[rabbitmq-discuss] Preventing uncontrolled crashes due to file descriptor exhaustion

Tue Jul 13 11:24:09 BST 2010

On Mon, Jul 12, 2010 at 20:01, Tony Spataro <tony at rightscale.com> wrote:
> While load testing my RabbitMQ-based RPC mechanism, I managed to get my
> RabbitMQ server into some very interesting states when it had a large number
> of connections. When the AMQP server exceeded ~1020 active connections, it
> would become unstable and eventually crash in a way that lost some data
> (including a few persistent messages that had been posted to durable
> queues).

Well, don't do it. File descriptors are a finite resource and bad things
can happen when you're getting close to the limit. The same applies
to memory and disk.

But I agree, rabbit shouldn't loose the data.

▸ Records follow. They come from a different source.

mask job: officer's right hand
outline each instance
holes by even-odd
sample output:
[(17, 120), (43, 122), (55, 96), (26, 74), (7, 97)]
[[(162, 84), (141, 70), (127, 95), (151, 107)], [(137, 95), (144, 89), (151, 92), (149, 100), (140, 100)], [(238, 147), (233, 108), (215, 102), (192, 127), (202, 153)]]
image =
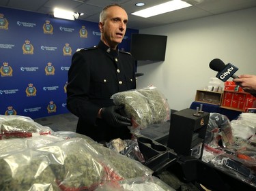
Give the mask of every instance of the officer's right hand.
[(118, 114), (118, 111), (124, 108), (123, 105), (113, 105), (109, 107), (103, 107), (100, 111), (102, 120), (113, 126), (132, 126), (130, 119)]

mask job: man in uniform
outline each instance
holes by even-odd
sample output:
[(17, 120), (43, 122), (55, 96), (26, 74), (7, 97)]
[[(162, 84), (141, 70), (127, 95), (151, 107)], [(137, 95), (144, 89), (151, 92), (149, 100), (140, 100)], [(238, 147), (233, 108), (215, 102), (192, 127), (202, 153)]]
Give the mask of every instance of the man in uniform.
[(130, 119), (122, 116), (122, 106), (111, 97), (136, 88), (134, 60), (120, 52), (128, 15), (117, 4), (106, 6), (100, 15), (100, 41), (97, 46), (83, 49), (72, 56), (68, 71), (67, 107), (79, 117), (76, 133), (98, 142), (130, 139)]

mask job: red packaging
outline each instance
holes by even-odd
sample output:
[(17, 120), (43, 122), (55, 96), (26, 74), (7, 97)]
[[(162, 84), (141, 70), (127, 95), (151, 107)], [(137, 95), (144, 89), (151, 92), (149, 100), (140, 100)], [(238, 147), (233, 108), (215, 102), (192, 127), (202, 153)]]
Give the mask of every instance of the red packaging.
[(223, 106), (230, 107), (231, 103), (231, 99), (224, 99), (223, 101)]
[(238, 101), (237, 100), (232, 100), (231, 106), (231, 107), (238, 108)]

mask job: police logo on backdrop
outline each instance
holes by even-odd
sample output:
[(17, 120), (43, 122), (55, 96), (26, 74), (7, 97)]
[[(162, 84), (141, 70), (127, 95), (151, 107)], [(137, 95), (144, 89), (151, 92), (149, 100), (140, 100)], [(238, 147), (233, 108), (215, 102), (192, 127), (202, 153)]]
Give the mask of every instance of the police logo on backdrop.
[(8, 109), (6, 110), (5, 113), (5, 116), (13, 116), (17, 114), (17, 112), (13, 109), (12, 106), (9, 106)]
[(12, 76), (12, 68), (9, 66), (8, 63), (3, 63), (3, 66), (0, 68), (1, 77)]
[(63, 48), (63, 54), (64, 56), (71, 56), (72, 54), (72, 49), (68, 43), (66, 43)]
[(29, 84), (29, 86), (26, 88), (27, 97), (36, 96), (36, 88), (33, 86), (33, 84)]
[(33, 54), (33, 45), (30, 44), (29, 40), (26, 40), (25, 44), (23, 46), (23, 54)]
[(67, 85), (68, 85), (68, 82), (66, 82), (66, 84), (64, 86), (64, 92), (66, 94), (67, 93)]
[(81, 38), (87, 38), (88, 32), (85, 29), (85, 26), (82, 26), (82, 28), (79, 30), (79, 35)]
[(52, 65), (51, 63), (48, 63), (47, 66), (44, 69), (45, 71), (45, 75), (54, 75), (55, 74), (55, 69), (54, 67)]
[(46, 20), (45, 21), (45, 23), (44, 24), (44, 26), (43, 26), (43, 29), (44, 29), (44, 34), (53, 35), (53, 25), (50, 24), (50, 20)]
[(8, 30), (9, 22), (6, 18), (3, 17), (3, 14), (0, 14), (0, 29)]
[(50, 101), (49, 103), (50, 104), (48, 105), (48, 106), (47, 106), (48, 113), (50, 114), (50, 113), (56, 112), (57, 107), (56, 107), (56, 105), (54, 103), (54, 102), (53, 101)]

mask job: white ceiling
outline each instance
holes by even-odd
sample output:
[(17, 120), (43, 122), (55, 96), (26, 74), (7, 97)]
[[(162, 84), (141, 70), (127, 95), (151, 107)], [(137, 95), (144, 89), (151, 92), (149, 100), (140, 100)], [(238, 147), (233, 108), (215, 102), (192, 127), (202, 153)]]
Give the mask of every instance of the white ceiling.
[[(0, 7), (5, 7), (46, 14), (52, 14), (55, 7), (83, 12), (79, 19), (98, 22), (102, 9), (111, 3), (122, 5), (128, 14), (128, 28), (143, 29), (176, 22), (202, 18), (243, 9), (256, 7), (256, 0), (187, 0), (194, 5), (159, 16), (143, 18), (131, 15), (132, 12), (169, 1), (169, 0), (1, 0)], [(201, 3), (195, 2), (203, 1)], [(142, 7), (135, 6), (144, 2)], [(1, 7), (0, 7), (1, 8)]]

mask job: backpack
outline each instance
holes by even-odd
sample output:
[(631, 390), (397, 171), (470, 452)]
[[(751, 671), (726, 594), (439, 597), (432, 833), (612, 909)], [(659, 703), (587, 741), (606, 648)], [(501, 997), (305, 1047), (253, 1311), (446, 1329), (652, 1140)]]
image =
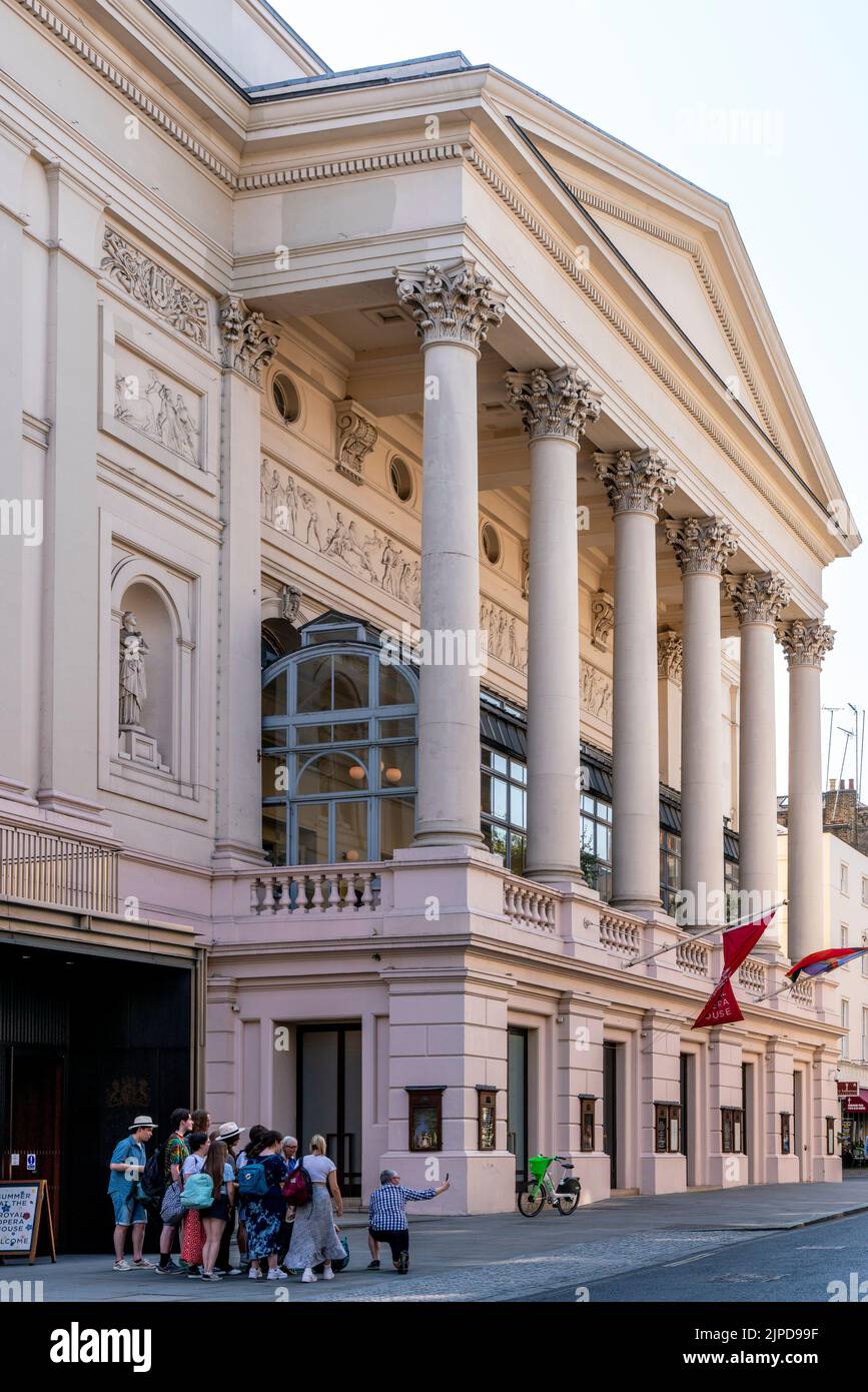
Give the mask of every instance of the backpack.
[(166, 1183), (163, 1179), (163, 1153), (157, 1148), (146, 1162), (139, 1178), (139, 1197), (146, 1204), (156, 1204), (161, 1203), (164, 1193)]
[(241, 1166), (238, 1171), (238, 1190), (246, 1199), (256, 1199), (260, 1194), (268, 1193), (266, 1166), (260, 1160), (252, 1160), (248, 1165)]
[(181, 1190), (182, 1208), (210, 1208), (214, 1203), (214, 1180), (210, 1175), (199, 1171), (188, 1175)]
[(291, 1208), (303, 1208), (313, 1199), (313, 1180), (303, 1165), (298, 1165), (281, 1190)]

In the new persister branch "bug21673" we've made some magical tweaks.
In this branch we try to make sure that there are always enough file descriptors
for erlang.

Could you repeat your test on that branch, and tell us if it's any better?

Cheers!
  Marek Majkowski

> The cause for the crash wasn't hard to discover: the parent process of
> RabbitMQ was restricted to 1,024 open file handles (this is apparently the
> default for the Linux distro I was running), and the resource limit is
> inherited by child processes. Simply adding a "ulimit -n 65535" to the
> RabbitMQ init script and a "+P 131072" to the Erlang VM command-line gave
> the server enough file handles and Erlang processes to handle the load.
> What piqued my interest, however, was the catastrophic and data-lossy way in
> which the server crashed when it reached its limit. Normally, RabbitMQ is
> very good about avoiding data loss even when it crashes!
> Some scrutiny of the logs yielded the following explanation: exhausting the
> file handles available to the process prevents various fault-tolerance and
> process control mechanisms from working, including:
> -- a "cpu-sup" process that the VM is trying to communicate with via a port
> -- writing the Mnesia tables that hold persisted queue contents
> -- the "rabbitmqctl" process
> The result of all these failures taken together is that the server decides
> to shutdown but can't shutdown cleanly, leading to data loss.
> My ultimate solution is rather crude, but workable: using the iptables
> conntrack module, I will limit the number of inbound TCP connections to the
> server and ensure that the server has enough free file handles to take care
> of "housekeeping" operations.
> I thought I'd share my results with the group in case anyone else has
> encountered this problem, and also query whether anyone else has come up
> with a different/better solution. Has anyone run into this yet?
> Cheers,
>     Tony